[RFC] Add run_cleanup, do_with_cleanup

Thu Sep 24 05:44:56 BST 2009

Martin Pool wrote:
> 2009/9/24 Andrew Bennetts <andrew.bennetts at canonical.com>:
[...]
> 
> (I haven't read the diff yet, but we did talk about it ...)
> 
> I was originally suggesting that we should handle this by putting all
> cleanup-type code through a single bottleneck.  I think you're on to
> something in saying (if you are) that we should instead put it through
> common policies for different types of cleanup.

Yes, I think that's what I'm getting at (the picture has been emerging
pretty gradually!).

> My sense is that this is more about the type of cleanup than the place
> it's being called from, so I'd expect that normally we will be
> changing the functions called at cleanup, not the code with the
> try/finally block.  Of course if there is code with multiply nested
> try/finally blocks and we can make it cleaner by changing to a
> higher-order-function that runs them in order, that's great.

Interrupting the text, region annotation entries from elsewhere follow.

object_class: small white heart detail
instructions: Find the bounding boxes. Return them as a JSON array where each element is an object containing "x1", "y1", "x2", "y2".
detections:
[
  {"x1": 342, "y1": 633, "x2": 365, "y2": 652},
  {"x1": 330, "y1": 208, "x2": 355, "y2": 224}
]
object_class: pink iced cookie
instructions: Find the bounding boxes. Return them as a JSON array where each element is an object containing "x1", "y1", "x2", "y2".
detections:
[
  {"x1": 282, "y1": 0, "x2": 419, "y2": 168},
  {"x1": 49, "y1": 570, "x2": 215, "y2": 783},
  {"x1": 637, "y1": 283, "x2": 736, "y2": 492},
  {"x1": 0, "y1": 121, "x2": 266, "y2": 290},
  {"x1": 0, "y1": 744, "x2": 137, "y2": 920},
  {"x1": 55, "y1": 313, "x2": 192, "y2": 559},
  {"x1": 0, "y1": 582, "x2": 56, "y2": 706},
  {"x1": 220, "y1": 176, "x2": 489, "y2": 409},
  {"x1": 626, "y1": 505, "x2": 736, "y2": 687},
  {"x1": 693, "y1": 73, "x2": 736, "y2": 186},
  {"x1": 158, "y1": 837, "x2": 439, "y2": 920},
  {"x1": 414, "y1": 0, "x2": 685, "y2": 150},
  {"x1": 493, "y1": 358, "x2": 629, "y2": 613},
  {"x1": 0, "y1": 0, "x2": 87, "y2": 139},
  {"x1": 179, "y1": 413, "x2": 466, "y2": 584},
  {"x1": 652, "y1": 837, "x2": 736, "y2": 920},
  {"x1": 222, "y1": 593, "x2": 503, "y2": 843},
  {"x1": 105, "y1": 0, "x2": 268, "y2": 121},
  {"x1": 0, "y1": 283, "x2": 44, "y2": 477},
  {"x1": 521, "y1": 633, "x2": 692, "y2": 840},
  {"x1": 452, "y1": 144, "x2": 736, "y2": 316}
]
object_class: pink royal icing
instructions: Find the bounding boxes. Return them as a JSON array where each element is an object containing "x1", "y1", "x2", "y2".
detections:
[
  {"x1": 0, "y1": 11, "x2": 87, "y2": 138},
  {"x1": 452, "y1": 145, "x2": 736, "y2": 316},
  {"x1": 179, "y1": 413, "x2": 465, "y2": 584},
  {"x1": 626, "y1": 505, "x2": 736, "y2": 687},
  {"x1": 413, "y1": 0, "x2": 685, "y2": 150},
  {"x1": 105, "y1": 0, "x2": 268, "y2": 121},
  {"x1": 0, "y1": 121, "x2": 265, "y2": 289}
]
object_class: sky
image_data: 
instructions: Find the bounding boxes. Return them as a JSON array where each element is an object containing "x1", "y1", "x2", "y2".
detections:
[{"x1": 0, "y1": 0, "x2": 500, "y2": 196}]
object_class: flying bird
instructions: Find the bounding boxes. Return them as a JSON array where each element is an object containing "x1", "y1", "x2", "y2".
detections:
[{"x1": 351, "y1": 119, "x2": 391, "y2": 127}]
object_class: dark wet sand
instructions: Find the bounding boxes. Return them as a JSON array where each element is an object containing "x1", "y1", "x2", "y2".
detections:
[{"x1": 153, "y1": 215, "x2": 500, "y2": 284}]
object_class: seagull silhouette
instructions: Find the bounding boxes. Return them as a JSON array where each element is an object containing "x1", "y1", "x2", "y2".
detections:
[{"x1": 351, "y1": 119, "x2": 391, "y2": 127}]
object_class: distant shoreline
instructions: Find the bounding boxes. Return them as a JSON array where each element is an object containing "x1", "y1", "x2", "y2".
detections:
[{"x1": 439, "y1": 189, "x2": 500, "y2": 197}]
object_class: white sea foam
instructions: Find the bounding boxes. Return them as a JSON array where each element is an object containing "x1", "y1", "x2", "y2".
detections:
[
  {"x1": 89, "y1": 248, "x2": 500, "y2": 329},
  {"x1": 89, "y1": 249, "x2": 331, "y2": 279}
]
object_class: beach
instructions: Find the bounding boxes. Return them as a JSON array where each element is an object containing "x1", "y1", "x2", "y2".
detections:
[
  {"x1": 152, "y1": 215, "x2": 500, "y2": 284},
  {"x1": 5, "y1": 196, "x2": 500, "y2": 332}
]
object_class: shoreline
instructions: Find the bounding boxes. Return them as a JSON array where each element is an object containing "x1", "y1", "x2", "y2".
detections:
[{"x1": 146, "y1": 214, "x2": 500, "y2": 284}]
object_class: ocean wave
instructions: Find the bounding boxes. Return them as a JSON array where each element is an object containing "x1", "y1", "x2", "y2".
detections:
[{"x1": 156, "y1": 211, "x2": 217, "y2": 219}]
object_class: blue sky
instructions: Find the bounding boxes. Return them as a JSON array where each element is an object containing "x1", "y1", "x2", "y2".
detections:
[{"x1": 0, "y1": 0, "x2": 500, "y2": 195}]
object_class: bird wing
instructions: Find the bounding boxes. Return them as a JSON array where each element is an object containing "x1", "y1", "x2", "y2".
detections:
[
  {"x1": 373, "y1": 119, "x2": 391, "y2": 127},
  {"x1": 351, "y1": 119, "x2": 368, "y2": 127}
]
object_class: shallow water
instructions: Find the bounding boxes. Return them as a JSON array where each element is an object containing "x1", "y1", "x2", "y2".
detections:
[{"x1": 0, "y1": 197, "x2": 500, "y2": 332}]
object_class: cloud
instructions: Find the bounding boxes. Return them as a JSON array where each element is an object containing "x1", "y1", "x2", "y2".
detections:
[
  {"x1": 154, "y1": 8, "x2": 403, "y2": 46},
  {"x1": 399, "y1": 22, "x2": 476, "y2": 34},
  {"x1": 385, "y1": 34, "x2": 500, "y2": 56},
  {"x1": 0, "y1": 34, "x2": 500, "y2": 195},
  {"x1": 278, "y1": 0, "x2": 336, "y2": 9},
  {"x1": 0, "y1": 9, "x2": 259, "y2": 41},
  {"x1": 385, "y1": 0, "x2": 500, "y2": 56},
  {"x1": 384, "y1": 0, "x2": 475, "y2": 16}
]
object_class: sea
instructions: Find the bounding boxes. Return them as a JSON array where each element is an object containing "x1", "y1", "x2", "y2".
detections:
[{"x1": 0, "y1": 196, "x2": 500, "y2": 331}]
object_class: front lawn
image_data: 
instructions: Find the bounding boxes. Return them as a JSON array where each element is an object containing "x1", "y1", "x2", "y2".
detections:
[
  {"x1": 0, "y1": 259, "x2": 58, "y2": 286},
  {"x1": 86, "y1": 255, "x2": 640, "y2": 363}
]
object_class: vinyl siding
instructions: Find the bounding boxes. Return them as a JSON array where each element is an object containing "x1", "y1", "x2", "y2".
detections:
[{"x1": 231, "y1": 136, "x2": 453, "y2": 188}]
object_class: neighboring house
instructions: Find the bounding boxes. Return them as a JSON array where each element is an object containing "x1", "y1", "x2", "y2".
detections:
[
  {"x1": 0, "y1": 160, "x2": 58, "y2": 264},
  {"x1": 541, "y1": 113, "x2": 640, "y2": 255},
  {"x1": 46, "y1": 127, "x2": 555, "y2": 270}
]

Right, that's a good example where a h-o-f can make the code cleaner, not
just more robust.

> I think we can distinguish different types of severity of failure.
> For instance, if we fail to unlock a branch, that's worth telling the
> user about, but it's bad to give them such a large or severe message
> that it obscures their view of what actually went wrong, as often
> seems to happen in bugs.
> 
> One blue-sky option here would be to indicate success or failure by
> return code: unlock (say) returns True if it actually unlocked, False
> if it failed.  Then code that really cares can see, but the default
> will be not to interrupt processing.  This gives you a way to have
> failures that are 'slightly interesting'.

I don't particularly like checking return values.  I think it might be nice
to be able to say "foo.unlock(on_error='warn')", or
on_error='log'/'ignore'/'raise'.  I'm not sure which we'd like to have as
the default, and it's also questionable about whether we really want to
burden all unlock implementations with this, but it's an interesting
strawman API.

My thinking here is that *usually* an unlock failure is probably not
something to report to the user, but there are times when we definitely want
errors to propagate directly (e.g. an explicit invocation of break-lock, and
probably during the test suite).

So there's a mix of inputs here.  I'm having trouble articulating this
clearly, but roughly I feel that what's desired in any individual case may
depend on a combination of:

 - the cleanup operation itself;
 - what the callsite intends (some places may explicitly expect and suppress
   particular errors, so emitting something to the UI instead of raising
   something the callsite can catch may be a bad thing);
 - any global policy, like debug flags;
 - and maybe also the specific error (e.g. KeyboardInterrupt vs. connection
   lost vs. an assertion about unfinished progress bars)?

The challenge seems to be balancing these desires while keeping things
reasonable clean and simple.

> It seems to me the most common requests are:
> 
>  * TooManyConcurrentRequests as a knock-on effect from a previous
> operation being interrupted either because of a client-side bug or
> error, or a connection dropping
>  * Unlock failing because the connection has dropped or in conjunction
> with the above
> 
> The particular cleanups are probably unlock and then
> abort_write_group, and while they do have consequences failing to
> complete them is not a very severe problem.

Right.

In the case of abort_write_group, the consequence of failing to cleanup is
99% uninteresting to the user (there's some disk space that could be
reclaimed manually in .bzr/repository/upload, but meh).

In the case of unlock, if it's a read lock it's totally uninteresting.  If
it's a write lock then the user probably should be told about it because
they will probably need to run break-lock manually.

So my desire is:

 a) for the short term, find something reasonably cheap to do that addresses
    the bugs we have (even if incomplete or a bit ugly), and
 b) figure out, at least approximately, what we'd like to be doing about the
    problem long term, so that can make sure whatever short term things we
    do don't lead us away from that.

So the code in this patch, and the proposed policy, isn't meant to be the
final answer, but I hope a useful stepping stone towards a final answer that
can address some bugs today.

Or maybe I should just fix Python ;)

-Andrew.